He stood in the sun, happy to be alive.

Back in the SUV, his thoughts turned to the case and the interview ahead with increased clarity. It troubled him to think that someone, most likely Navajo since this was Navajoland, would steal from an old man, especially in the vicinity of such an important landscape of the spirit.

He attended to Mama’s directions and made a right turn off the pavement just past the mile marker she mentioned. He headed south over a succession of hard-packed dirt roads that didn’t deserve the name. With only a few wrong turns, he found a house with a smaller home behind it. A tan sedan and a battered orange and white truck from the 1980s were parked alongside the main building. As he dodged the ruts and craters in what could have been a driveway, he noticed the dry gray tumbleweeds, shredded plastic bags, and yellowed newspapers that had collected around the pickup.

There were no vehicles near the smaller house, but that didn’t surprise him since Mr. Natachi probably wasn’t driving anymore. Also missing were the dogs that alerted rural residents to arriving visitors. The late morning was quiet; he could barely hear the traffic on the canyon overlook road.

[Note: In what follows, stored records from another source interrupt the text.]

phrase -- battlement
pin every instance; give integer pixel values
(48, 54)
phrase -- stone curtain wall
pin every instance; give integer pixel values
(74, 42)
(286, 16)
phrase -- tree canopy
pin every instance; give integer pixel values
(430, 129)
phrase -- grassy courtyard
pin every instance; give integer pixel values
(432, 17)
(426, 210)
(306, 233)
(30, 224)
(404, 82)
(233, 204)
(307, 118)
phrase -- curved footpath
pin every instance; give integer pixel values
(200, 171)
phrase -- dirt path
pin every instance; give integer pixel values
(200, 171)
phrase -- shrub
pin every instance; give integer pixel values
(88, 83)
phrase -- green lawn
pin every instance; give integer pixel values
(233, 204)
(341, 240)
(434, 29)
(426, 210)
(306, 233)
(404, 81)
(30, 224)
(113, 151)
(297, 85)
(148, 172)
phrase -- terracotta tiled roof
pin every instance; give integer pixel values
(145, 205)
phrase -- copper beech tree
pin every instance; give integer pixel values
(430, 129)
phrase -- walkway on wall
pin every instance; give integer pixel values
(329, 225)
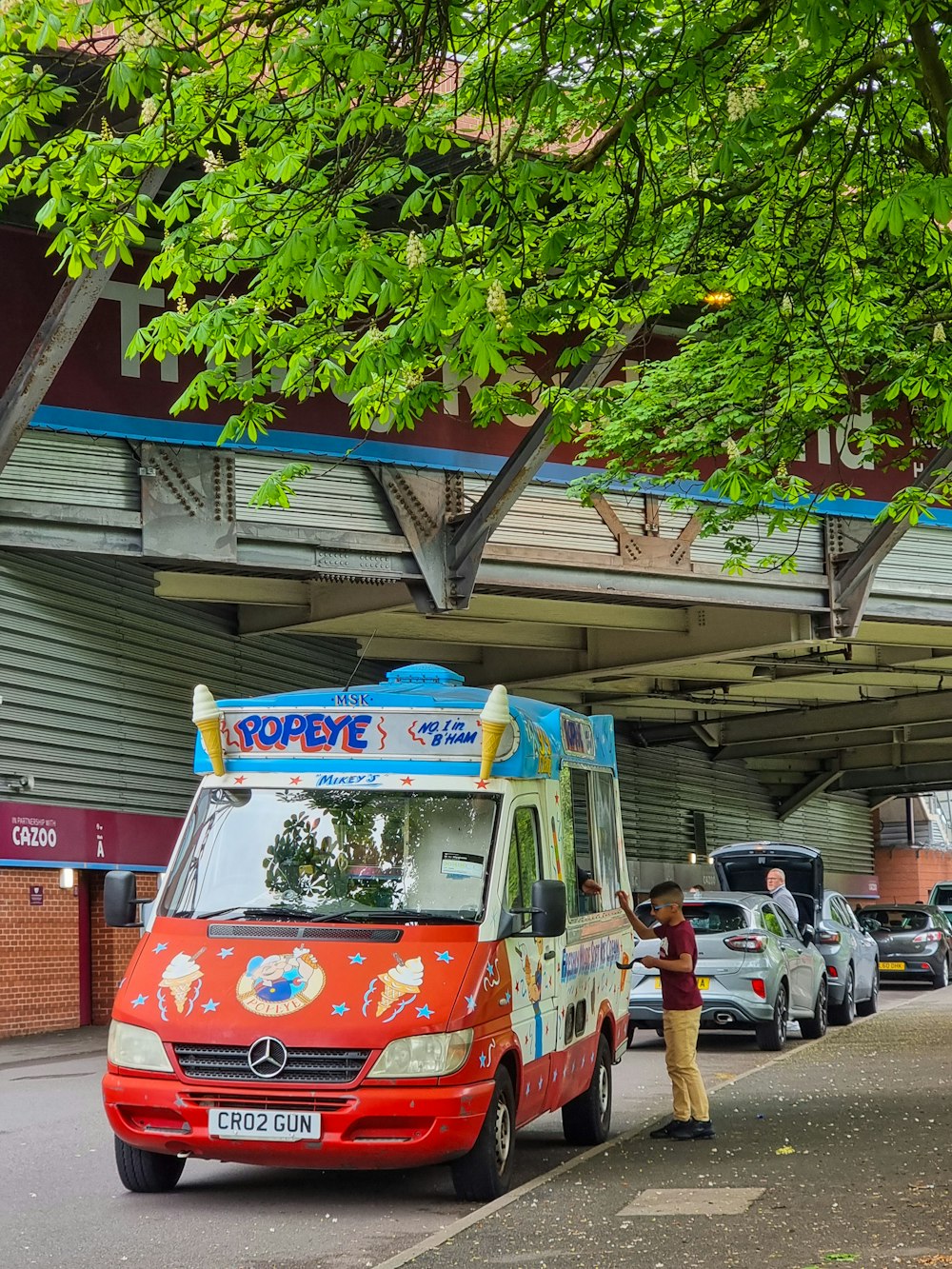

Chee sat in his unit for a few minutes for the sake of courtesy, and when Mr. Natachi didn’t appear, he climbed out of the SUV. As he walked toward the house, he noticed a tire track in the sand. From years of habit he bent down to look more closely, finding a spot where the tread was nearly smooth.

He knocked on the front door. He waited and then spoke loudly enough to be understood over the radio inside. “Mr. Natachi, it’s Jim Chee from Shiprock. Your friend Bernie’s husband.”

Chee rapped again. He spoke louder this time. “Hello, sir. Are you in there?” When no answer came, he tried the knob. The door opened.

The room’s warm air smelled faintly of fried onions. The radio had switched from country music to a weather report: continued hot and dry. He moved through the doorway, stopped, and called again more forcefully. “Mr. Natachi, it’s Jim Chee. I’d like to talk to you.”

Noise from the radio was the only response.

The housekeeping here reminded him of his own home in the pre-Bernie days, when he survived without her propensity for having everything in its proper place. It had a casual man-living-alone look to it. Not exactly messy but hovering on the line. A coffee cup with a bit of dark liquid at the bottom sat next to a jar of peanut butter and an open box of saltine crackers. On top of a pile of papers, Chee saw an advertising circular for hearing aids with the name Herman Natachi on the label, quick reassurance that he had come to the right place.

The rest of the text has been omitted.